In [10]:
case class Book(bookID: Int,
                title: String,
                authors: String,
                averageRating: Float,
                isbn: String,
                isbn13: String,
                languageCode:String,
                numPages: Int,
                ratingsCount: Int,
                textReviewsCount: Int)

defined class Book


# Not everything can run in the Jupyter Notebook

https://github.com/Valassis-Digital-Media/spylon-kernel/issues/40

Note that we cannot run all the example in the jupyter notebook due to ongoing ticket

## Reasons for a `Dataset`
* Operations require functional programming solutions
* Rigorous Type Safety

# `Dataset`

* `DataFrame` is a collection of `DataSet[Row]`
* Datasets are a strictly Java Virtual Machine (JVM) language feature
    * Work only with Scala and Java
* Can use an internal model representation structure 
  * For Scala that would be a `case class`
  * For Java that would be a Java Bean
  * There is slower performance with `DataSet` than a `DataFrame` due to conversion to custom Java objects
  * When using `case class`es it trivial to reuse them for both distributed and local workloads


## DataSets are DataFrames

* When reading in the data, `DataFrames` are `Dataset[Row]`
* This is done as a type alias `type DataFrame = Dataset[Row]`
* Therefore we can perform some functional programming like:
  * `map`
  * `flatMap`
  * `filter`
  * `foreach`

### Creating the `case class`

### Creating the Schema

In [11]:
import org.apache.spark.sql.types._
val bookSchema = new StructType(Array(
   new StructField("bookID", IntegerType, false),
   new StructField("title", StringType, false),
   new StructField("authors", StringType, false),
   new StructField("average_rating", FloatType, false),
   new StructField("isbn", StringType, false),
   new StructField("isbn13", StringType, false),
   new StructField("language_code", StringType, false),
   new StructField("# num_pages", IntegerType, false),
   new StructField("ratings_count", IntegerType, false),
   new StructField("text_reviews_count", IntegerType, false)))
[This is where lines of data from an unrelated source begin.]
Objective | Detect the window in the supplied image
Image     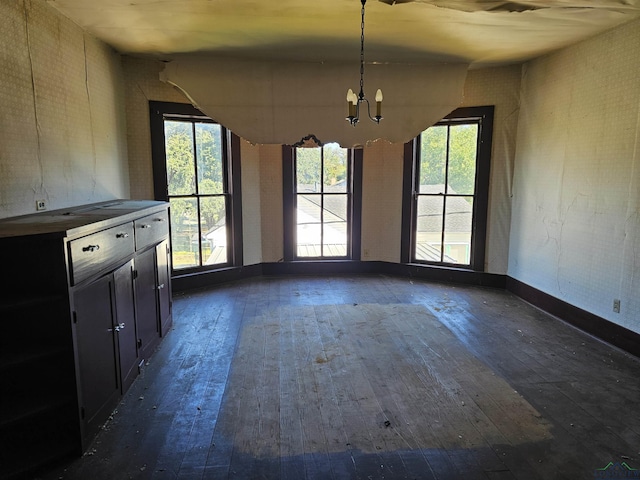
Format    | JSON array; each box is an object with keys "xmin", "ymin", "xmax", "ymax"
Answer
[
  {"xmin": 150, "ymin": 102, "xmax": 242, "ymax": 273},
  {"xmin": 283, "ymin": 142, "xmax": 362, "ymax": 260},
  {"xmin": 401, "ymin": 106, "xmax": 493, "ymax": 270}
]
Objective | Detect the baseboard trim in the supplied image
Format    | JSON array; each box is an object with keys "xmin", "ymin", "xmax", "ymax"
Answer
[
  {"xmin": 380, "ymin": 262, "xmax": 506, "ymax": 288},
  {"xmin": 262, "ymin": 260, "xmax": 382, "ymax": 276},
  {"xmin": 172, "ymin": 264, "xmax": 262, "ymax": 292},
  {"xmin": 173, "ymin": 261, "xmax": 505, "ymax": 292},
  {"xmin": 506, "ymin": 276, "xmax": 640, "ymax": 358}
]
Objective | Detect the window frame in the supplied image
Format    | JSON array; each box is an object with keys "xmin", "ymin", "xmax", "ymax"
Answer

import org.apache.spark.sql.types._
bookSchema: org.apache.spark.sql.types.StructType = StructType(StructField(bookID,IntegerType,false), StructField(title,StringType,false), StructField(authors,StringType,false), StructField(average_rating,FloatType,false), StructField(isbn,StringType,false), StructField(isbn13,StringType,false), StructField(language_code,StringType,false), StructField(# num_pages,IntegerType,false), StructField(ratings_count,IntegerType,false), StructField(text_reviews_count,IntegerType,false))


### Creating column names to match the `case class`

In [12]:
val columnNames = Seq("bookID", "title", "authors",
      "averageRating", "isbn",
      "isbn13", "languageCode", "numPages", "ratingsCount",
      "textReviewsCount")

columnNames: Seq[String] = List(bookID, title, authors, averageRating, isbn, isbn13, languageCode, numPages, ratingsCount, textReviewsCount)


### Read the file

In [13]:
import org.apache.spark.sql.Row
import org.apache.spark.sql.Dataset

val dataset = spark
      .read
      .option("header", "true")
      .option("encoding", "UTF-8")
      .schema(bookSchema)
      .csv("../data/books.csv")
      .toDF(columnNames:_*) //Rename Columns
      .na.drop()            //Drop NA Values
dataset.show(10)

+------+--------------------+--------------------+-------------+----------+-------------+------------+--------+------------+----------------+
|bookID|               title|             authors|averageRating|      isbn|       isbn13|languageCode|numPages|ratingsCount|textReviewsCount|
+------+--------------------+--------------------+-------------+----------+-------------+------------+--------+------------+----------------+
|     1|Harry Potter and ...|J.K. Rowling-Mary...|         4.56|0439785960|9780439785969|         eng|     652|     1944099|           26249|
|     2|Harry Potter and ...|J.K. Rowling-Mary...|         4.49|0439358078|9780439358071|         eng|     870|     1996446|           27613|
|     3|Harry Potter and ...|J.K. Rowling-Mary...|         4.47|0439554934|9780439554930|         eng|     320|     5629932|           70390|
|     4|Harry Potter and ...|        J.K. Rowling|         4.41|0439554896|9780439554893|         eng|     352|        6267|             272|
|     

import org.apache.spark.sql.Row
import org.apache.spark.sql.Dataset
dataset: org.apache.spark.sql.DataFrame = [bookID: int, title: string ... 8 more fields]


In [14]:
dataset.filter(_.getAs[String]("title").contains("Fahrenheit")).show(10)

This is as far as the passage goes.